Entity vs API Models

OpenMetadata separates entity definitions from API request models:

Type Purpose Example
Entity Response/read models Table, Database, Dashboard
Create POST request body CreateTable, CreateDatabase
Update PATCH request body Partial entity fields
# Entity model (response)
class Table(BaseModel):
    id: UUID
    name: str
    fullyQualifiedName: str
    columns: List[Column]
    database: EntityReference
    ...

# API model (request)
class CreateTable(BaseModel):
    name: str
    columns: List[Column]
    databaseSchema: FullyQualifiedEntityName
    ...

Entity Hierarchy

DatabaseService
    └── Database
        └── DatabaseSchema
            └── Table
                └── Column

DashboardService
    └── Dashboard
        └── Chart

PipelineService
    └── Pipeline
        └── Task

MessagingService
    └── Topic

Entity References

Link entities using references:

# By fully qualified name
table = CreateTable(
    name="orders",
    databaseSchema="prod.sales.public",  # FQN string
    columns=[...],
)

# By EntityReference
table.owner = EntityReference(
    id=user_uuid,
    type="user",
)

Custom Property Model Handling

OpenMetadata supports user-defined custom properties on entities.
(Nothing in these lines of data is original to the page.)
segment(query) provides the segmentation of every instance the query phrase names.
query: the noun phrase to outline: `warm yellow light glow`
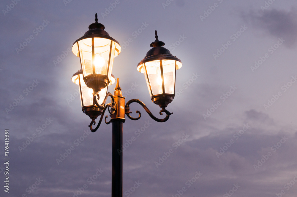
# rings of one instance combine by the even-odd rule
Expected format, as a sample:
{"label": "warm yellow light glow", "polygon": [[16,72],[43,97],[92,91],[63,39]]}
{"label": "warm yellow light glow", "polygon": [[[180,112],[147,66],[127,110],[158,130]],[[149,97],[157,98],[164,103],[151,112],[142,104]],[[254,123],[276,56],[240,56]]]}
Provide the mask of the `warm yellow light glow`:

SDKs must handle these dynamic fields.

Schema Definition

Custom properties are defined per entity type:

{
  "name": "customField",
  "propertyType": {
    "id": "uuid",
    "type": "type",
    "name": "string"
  },
  "description": "Custom field description"
}

SDK Model Strategy

Option 1: Extension Dictionary (Recommended)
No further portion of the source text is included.